As it stands, Heimensen’s opponents Katie Markey and Selina Poulsen are running uncontested for president and vice-president for next year’s ASPSU, respectively.

The decision was reached by the E-Board at a special meeting held Wednesday night, according to its chair, Debra Porta. In an e-mail sent to Heimensen, Porta said that there were three complaints of rule infractions brought against Heimensen and Ozimkowski that were reported to the E-Board.

Ultimately, the board ruled that two of the complaints were grounds for disqualification and dismissed the third. The candidates have the opportunity to appeal to the ASPSU Judicial Board. Their names will still appear on the ballot but any votes cast for them will be considered invalid.

The first infraction included Heimensen’s use of an ASPSU copy machine to make copies of the signatures she gathered in an effort to apply as a late registration candidate. Porta said such use violates the E-Board’s prohibition of the use of student resources for the purposes of an election. This complaint was brought against her by current ASPSU communications director, Laura Morency.

Heimensen said she was shocked by the decision. In a letter to the E-Board, Heimensen said she did use the ASPSU copier to make a copy of one particular signature from her application for personal reasons.

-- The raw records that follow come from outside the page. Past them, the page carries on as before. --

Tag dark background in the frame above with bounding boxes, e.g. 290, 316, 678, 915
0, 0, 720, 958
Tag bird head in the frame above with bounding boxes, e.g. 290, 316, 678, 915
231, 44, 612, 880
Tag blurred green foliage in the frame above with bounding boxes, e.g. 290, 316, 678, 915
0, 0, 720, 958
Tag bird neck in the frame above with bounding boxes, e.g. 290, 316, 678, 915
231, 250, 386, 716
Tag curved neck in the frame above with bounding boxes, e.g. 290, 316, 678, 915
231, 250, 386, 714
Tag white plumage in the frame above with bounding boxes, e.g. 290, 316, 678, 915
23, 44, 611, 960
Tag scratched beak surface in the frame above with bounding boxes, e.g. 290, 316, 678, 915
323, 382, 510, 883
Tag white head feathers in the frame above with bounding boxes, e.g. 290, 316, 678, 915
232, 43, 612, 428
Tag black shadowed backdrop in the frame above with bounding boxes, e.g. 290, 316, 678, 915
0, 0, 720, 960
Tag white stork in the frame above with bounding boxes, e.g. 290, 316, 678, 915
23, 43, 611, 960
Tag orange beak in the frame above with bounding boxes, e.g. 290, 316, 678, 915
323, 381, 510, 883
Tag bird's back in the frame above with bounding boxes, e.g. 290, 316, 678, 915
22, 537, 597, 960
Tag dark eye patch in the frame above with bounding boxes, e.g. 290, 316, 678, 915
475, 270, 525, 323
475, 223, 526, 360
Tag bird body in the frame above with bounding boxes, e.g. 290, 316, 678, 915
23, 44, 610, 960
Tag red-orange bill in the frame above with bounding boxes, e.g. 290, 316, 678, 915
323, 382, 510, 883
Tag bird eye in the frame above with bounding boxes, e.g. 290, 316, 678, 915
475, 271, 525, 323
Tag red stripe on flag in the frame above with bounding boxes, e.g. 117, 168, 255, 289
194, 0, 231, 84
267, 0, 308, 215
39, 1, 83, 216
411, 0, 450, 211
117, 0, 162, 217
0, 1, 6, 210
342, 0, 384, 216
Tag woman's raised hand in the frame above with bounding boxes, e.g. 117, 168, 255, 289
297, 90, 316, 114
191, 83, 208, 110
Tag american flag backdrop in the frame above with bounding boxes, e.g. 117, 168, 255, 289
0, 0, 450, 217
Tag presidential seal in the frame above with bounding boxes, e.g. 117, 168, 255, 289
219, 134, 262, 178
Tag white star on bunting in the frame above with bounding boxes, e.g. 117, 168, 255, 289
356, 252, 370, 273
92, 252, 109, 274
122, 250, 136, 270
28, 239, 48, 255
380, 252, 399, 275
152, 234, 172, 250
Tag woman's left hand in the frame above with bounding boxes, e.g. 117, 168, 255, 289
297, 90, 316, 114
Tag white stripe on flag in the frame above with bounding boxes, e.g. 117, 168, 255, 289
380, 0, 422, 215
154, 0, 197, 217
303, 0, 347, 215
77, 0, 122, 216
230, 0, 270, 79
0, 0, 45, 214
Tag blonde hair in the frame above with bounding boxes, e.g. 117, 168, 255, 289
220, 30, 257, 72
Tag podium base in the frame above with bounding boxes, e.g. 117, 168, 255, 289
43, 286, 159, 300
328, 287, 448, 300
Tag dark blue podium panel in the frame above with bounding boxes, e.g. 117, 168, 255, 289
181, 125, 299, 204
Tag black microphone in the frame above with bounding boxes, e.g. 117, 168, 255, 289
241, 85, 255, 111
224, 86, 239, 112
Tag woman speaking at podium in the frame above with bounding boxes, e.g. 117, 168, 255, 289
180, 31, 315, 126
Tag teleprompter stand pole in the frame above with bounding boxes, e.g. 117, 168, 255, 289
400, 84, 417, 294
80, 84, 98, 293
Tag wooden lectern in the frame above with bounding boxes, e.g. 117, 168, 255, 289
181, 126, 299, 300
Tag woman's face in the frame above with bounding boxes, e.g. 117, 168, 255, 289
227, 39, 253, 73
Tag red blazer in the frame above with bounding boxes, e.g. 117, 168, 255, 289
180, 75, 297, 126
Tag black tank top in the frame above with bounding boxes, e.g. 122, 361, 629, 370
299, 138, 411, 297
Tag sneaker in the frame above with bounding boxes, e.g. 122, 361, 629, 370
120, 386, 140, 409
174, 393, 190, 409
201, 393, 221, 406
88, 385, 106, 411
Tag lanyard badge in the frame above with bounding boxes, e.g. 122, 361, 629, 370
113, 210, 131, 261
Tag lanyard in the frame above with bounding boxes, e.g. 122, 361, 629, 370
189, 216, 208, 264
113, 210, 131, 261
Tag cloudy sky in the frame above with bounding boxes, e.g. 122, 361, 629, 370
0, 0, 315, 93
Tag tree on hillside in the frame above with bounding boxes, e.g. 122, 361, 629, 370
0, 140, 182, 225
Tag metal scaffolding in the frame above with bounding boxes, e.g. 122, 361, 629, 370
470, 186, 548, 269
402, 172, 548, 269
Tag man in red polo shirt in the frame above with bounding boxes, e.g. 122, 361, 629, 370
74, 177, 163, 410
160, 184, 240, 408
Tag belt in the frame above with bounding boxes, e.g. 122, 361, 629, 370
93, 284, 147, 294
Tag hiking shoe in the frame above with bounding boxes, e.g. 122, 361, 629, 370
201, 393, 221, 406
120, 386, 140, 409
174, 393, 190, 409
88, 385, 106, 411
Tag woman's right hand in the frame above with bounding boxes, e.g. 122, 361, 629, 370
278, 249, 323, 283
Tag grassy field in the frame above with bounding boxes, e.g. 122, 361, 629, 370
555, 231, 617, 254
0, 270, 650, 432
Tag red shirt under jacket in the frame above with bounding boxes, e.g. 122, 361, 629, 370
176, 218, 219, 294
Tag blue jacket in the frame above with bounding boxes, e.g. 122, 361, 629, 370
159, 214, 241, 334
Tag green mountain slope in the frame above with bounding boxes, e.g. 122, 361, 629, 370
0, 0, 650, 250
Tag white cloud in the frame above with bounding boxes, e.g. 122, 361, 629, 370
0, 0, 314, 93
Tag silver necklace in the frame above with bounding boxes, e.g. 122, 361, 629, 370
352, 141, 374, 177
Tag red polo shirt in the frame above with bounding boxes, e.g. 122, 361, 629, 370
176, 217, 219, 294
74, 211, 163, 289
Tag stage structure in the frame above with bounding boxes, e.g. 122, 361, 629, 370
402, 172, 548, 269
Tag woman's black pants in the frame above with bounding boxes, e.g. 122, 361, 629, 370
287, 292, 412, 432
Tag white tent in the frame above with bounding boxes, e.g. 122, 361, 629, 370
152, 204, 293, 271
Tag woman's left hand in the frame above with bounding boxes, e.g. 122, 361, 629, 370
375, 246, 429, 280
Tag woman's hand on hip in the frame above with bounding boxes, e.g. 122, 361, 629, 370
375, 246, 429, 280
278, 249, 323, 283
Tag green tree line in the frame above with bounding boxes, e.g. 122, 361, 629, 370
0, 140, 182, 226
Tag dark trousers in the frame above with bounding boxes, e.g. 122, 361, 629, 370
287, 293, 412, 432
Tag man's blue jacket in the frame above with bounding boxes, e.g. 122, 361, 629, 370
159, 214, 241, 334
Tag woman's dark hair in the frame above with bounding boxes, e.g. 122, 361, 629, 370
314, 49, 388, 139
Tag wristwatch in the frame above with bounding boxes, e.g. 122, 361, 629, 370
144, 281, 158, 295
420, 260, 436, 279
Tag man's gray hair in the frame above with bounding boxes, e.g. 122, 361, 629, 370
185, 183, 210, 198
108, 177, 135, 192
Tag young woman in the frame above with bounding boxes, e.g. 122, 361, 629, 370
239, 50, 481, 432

“The first signature I received [for my application as a late registration candidate] was from Soloman Trimble, an actor…so I wanted to [keep] my original copy…that has his signature on it so I could keep [it] as a memento,” Heimensen wrote.

Heimensen said as late registration candidates, she and Ozimkowski were prohibited from campaigning on campus, which put them at a disadvantage. She says her use of the copy machine did not violate the E-Board’s no-campaigning rule for late registration candidates.

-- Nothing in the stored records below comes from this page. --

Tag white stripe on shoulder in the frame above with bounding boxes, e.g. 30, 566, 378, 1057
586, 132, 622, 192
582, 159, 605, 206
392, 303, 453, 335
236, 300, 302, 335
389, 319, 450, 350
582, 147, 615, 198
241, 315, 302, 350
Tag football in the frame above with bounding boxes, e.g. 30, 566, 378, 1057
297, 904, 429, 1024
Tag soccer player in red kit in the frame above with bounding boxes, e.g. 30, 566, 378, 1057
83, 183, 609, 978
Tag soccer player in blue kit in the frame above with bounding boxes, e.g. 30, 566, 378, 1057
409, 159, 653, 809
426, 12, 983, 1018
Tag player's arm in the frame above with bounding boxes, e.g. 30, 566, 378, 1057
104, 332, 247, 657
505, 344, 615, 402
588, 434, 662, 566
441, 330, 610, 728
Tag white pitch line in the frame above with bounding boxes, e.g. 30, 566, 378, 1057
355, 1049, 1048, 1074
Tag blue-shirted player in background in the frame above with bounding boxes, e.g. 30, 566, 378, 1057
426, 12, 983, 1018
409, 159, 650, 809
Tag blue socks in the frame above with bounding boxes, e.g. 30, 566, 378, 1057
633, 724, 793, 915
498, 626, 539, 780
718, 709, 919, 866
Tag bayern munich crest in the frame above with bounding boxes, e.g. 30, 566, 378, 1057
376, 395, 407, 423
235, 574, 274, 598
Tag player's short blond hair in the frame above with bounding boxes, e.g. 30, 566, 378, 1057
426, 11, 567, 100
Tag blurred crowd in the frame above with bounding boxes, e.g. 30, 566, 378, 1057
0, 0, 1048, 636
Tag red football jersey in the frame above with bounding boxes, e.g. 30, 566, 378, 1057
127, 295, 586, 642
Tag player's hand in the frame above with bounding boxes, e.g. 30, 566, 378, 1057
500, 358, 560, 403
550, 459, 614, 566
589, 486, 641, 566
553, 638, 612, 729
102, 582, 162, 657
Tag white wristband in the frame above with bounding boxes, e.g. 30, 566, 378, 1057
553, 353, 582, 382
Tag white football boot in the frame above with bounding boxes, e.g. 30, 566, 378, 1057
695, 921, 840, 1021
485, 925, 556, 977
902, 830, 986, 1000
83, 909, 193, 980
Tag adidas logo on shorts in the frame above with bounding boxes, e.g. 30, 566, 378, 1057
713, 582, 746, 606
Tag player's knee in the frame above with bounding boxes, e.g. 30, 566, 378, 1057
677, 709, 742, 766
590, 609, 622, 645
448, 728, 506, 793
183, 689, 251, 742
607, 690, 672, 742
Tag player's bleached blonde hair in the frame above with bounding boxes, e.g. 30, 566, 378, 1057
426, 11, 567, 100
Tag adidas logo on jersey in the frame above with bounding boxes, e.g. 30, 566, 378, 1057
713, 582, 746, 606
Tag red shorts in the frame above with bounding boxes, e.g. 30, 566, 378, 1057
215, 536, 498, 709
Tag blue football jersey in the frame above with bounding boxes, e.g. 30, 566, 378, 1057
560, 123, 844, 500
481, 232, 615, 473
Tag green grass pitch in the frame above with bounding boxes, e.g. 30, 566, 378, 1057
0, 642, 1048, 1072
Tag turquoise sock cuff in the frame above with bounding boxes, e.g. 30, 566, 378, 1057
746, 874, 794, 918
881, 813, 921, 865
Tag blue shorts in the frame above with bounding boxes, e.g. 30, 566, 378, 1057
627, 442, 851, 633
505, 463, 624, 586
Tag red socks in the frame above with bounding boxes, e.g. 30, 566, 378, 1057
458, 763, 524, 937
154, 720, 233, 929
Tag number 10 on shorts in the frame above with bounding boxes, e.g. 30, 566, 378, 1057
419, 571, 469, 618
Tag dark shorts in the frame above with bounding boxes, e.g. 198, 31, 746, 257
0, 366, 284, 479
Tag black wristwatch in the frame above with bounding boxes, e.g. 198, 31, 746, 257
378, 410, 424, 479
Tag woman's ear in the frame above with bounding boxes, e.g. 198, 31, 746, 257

Porta said the candidates were made explicitly aware of the rule and its applications at candidate orientation sessions.

In the second infraction, the E-Board said Heimensen’s posting of campaign information on her Web site, www.psusfc.com, violated the no-campaigning rule for late registration candidates and is also not allowed because of the site’s links to the Student Fee Committee, on which Heimensen currently serves as a member.

“The implications of the damage to ASPSU and to the university as a whole weighed heavily upon us in these deliberations,” Porta said. “New candidates are traditionally expected to make the odd misstep in an election. We explicitly told candidates that, if unsure about a course of action they were thinking about during their campaign efforts, to ask before acting.”

Porta said she made Heimensen and Ozimkowski aware of the rules on more than one occasion.

In a response to the E-Board, Heimensen said that the Web site had been in use since last year when she ran as a candidate for chair of the SFC. In last year’s election, Heimensen received a similar complaint from her opponent over the name of her Web site, which they claimed gave her an unfair advantage, as it may have misled voters into thinking it’s the SFC’s “official” Web site.

Since then, Heimensen said she has taken steps to make sure that the Web site reflects her personal campaign, and not the SFC as a whole. The acronym “SFC” was re-titled to stand for “Students For Change.”

“It was commonly referred to as the ‘unofficial SFC site,'” she said, “When I decided to run for president [this year], I took down all the SFC-related materials.”

Porta said SFC-related material remained on the site as well as a link to it from the official ASPSU SFC Web site, which was formally brought to the E-Board’s attention in the way of a formal complaint filed by Poulsen.
Ozimkowski said he was unaware of a link to the page located on the ASPSU SFC Web site and, therefore, could not have removed it.

 “The site has been a concern of the board from the beginning,” she said.

The third infraction brought to the board, which was ultimately dismissed, was against Ozimkowski.

“The infraction limit had already been reached, there wasn’t really a point,” said Porta about why the board dismissed the complaint.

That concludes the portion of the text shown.